Lords of the Ring
Hernandez comes out of the corner breathing fire, taking Dorsey-Spitz by surprise. The crowd erupts. "Come on, Frank!" midshipmen shout.
"Jab your way in! Jab your way in!" Searing yells from the sidelines, as excited as the audience. "One-one-two!"
But Hernandez quickly punches himself into exhaustion. Now the gloves are like lead weights; it's hard to keep them up, hard to keep blocking. Dorsey-Spitz counterattacks fiercely, briefly pinning Hernandez against the ropes. Vengeful punches smack into Hernandez's face and body. At the end of the third round, it is clear who has won the fight.
"You're learning, man," McNally tells a disappointed Hernandez as he strips off his headgear. His face is swollen, and blood trickles from his nose.
"I lost it in the third," Hernandez says. "I didn't have nothing left."
The other Navy boxers console him. "You had good defense, man," Amir Shareef, a national collegiate champion and Navy's best boxer, tells him. "You have a good foundation."
"Thanks," Hernandez replies. Then he walks off to change out of his sweaty uniform.
MCNALLY IS UPBEAT a few days later, at the first practice after Air Force. The Midshipmen won seven out of 10 fights. He congratulates his boxers and then sets up a television set at one end of the bleachers to review each fight. Hernandez takes the seat closest to the set. He and Searing dissect the grainy video of his bout with Dorsey-Spitz:
"Obviously, he has an advantage in reach," Searing explains. "He's throwing long, straight jabs in ones and twos . . . You need to get kinda down, slipping under." As the fight goes on, Searing says, "Trade jabs, you're always gonna lose."

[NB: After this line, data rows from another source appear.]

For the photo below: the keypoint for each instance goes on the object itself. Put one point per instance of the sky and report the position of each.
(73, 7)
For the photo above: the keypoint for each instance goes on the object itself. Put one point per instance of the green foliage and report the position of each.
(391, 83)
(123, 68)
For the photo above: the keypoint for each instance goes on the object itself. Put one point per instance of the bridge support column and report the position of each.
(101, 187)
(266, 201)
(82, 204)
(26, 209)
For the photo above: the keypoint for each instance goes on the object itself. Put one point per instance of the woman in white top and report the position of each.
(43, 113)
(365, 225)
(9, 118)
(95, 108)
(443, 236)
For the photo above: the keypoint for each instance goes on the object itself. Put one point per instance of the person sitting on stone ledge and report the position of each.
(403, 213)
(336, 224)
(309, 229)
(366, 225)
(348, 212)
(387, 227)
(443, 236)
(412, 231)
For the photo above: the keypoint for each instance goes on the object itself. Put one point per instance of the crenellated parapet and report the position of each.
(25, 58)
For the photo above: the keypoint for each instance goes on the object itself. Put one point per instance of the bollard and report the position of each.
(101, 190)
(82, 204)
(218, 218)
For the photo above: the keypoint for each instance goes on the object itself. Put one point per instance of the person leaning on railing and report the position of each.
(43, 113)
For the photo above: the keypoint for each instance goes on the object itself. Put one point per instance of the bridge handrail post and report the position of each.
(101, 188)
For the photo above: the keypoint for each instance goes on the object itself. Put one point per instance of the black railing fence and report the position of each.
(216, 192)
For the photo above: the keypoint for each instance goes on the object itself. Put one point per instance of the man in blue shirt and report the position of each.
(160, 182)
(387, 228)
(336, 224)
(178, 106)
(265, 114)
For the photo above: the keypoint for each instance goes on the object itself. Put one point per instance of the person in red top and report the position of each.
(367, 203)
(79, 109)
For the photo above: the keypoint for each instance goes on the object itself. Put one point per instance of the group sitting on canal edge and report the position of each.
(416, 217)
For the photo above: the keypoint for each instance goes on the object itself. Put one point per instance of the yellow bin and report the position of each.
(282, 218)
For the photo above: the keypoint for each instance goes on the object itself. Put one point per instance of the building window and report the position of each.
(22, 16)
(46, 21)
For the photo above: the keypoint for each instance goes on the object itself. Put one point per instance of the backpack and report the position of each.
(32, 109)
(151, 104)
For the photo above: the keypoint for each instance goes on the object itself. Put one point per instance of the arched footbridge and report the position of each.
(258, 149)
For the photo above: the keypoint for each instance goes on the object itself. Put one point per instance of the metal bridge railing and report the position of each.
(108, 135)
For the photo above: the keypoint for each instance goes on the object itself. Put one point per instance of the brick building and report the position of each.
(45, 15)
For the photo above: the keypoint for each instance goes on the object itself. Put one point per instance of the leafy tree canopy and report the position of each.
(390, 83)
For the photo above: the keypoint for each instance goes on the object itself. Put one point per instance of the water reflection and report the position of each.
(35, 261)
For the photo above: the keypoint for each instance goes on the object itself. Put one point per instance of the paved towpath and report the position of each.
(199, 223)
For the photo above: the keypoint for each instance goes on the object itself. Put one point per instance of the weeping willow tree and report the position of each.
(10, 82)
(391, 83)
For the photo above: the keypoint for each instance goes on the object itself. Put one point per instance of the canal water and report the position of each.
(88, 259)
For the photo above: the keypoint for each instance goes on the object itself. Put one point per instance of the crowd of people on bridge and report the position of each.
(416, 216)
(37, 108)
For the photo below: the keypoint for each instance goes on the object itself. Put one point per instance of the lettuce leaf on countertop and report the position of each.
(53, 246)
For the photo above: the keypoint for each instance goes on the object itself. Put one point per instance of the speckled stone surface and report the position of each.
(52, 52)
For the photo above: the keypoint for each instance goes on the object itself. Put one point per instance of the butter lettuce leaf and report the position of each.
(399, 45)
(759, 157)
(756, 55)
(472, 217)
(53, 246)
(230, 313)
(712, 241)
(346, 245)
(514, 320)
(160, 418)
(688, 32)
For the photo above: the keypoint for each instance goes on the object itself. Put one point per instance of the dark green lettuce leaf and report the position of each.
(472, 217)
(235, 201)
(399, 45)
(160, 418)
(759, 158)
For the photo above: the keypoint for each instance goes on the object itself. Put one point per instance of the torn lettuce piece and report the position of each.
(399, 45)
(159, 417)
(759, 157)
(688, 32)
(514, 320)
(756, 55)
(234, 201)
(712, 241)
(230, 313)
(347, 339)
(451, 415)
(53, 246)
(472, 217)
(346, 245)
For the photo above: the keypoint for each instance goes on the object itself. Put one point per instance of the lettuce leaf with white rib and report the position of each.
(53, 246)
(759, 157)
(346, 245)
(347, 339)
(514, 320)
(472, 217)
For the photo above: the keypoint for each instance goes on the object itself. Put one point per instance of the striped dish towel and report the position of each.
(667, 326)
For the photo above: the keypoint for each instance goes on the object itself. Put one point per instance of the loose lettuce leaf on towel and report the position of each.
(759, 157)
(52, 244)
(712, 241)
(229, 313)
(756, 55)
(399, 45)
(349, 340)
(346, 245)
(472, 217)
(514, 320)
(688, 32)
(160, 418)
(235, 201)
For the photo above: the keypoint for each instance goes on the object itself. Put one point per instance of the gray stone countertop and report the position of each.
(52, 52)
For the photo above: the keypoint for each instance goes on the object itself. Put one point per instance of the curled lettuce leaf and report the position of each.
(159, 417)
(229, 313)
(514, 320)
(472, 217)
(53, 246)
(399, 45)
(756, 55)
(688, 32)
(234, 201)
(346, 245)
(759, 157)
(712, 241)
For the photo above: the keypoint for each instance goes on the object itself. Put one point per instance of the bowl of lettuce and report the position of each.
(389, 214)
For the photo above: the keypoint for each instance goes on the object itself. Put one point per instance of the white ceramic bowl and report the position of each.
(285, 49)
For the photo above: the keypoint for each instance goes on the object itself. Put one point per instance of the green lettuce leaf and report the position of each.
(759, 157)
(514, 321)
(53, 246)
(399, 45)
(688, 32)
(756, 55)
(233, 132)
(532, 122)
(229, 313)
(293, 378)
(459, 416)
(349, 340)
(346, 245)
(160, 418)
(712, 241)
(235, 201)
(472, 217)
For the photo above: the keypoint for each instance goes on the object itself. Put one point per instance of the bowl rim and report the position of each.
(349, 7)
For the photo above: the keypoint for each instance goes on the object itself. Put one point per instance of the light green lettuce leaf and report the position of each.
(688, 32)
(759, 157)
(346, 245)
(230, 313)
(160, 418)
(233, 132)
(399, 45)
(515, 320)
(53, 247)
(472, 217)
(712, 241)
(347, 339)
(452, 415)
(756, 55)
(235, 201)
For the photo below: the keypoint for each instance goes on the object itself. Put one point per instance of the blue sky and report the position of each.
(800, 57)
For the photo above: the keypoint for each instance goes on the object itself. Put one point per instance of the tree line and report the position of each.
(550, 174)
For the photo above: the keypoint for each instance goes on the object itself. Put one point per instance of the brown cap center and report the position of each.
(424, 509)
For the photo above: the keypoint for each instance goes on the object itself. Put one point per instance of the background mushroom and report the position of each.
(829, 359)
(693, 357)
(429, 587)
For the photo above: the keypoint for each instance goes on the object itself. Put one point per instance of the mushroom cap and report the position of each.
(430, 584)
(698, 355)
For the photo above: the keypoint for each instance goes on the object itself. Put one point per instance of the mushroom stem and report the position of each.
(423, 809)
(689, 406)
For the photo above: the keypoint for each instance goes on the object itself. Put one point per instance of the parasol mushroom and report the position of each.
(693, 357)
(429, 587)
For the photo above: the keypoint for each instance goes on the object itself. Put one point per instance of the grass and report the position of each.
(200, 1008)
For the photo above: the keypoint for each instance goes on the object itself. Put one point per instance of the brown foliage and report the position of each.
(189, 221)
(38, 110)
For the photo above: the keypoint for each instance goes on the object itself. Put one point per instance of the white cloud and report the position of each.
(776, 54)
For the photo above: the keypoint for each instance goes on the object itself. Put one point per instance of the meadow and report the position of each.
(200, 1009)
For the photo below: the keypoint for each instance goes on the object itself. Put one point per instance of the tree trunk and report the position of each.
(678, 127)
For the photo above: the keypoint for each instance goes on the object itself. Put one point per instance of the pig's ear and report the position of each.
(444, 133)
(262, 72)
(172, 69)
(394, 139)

"Yeah, I learned that pretty quick," Hernandez replies.
"Don't go back, go side to side," Searing says. On the video, Hernandez launches his third-round counterattack. "Now you're just getting a little frustrated, so you're throwing wild rights," Searing notes. "Small guys gotta get inside."
"I just gotta throw a lot more punches, I guess," Hernandez says.
"You just gotta say, 'I'm coming in.' " Searing advises. "Jab just like a battering ram."
The other matches follow. Some of the other boxers start dozing off, resting their heads on the aluminum bleachers. But Hernandez watches each fight with rapt attention.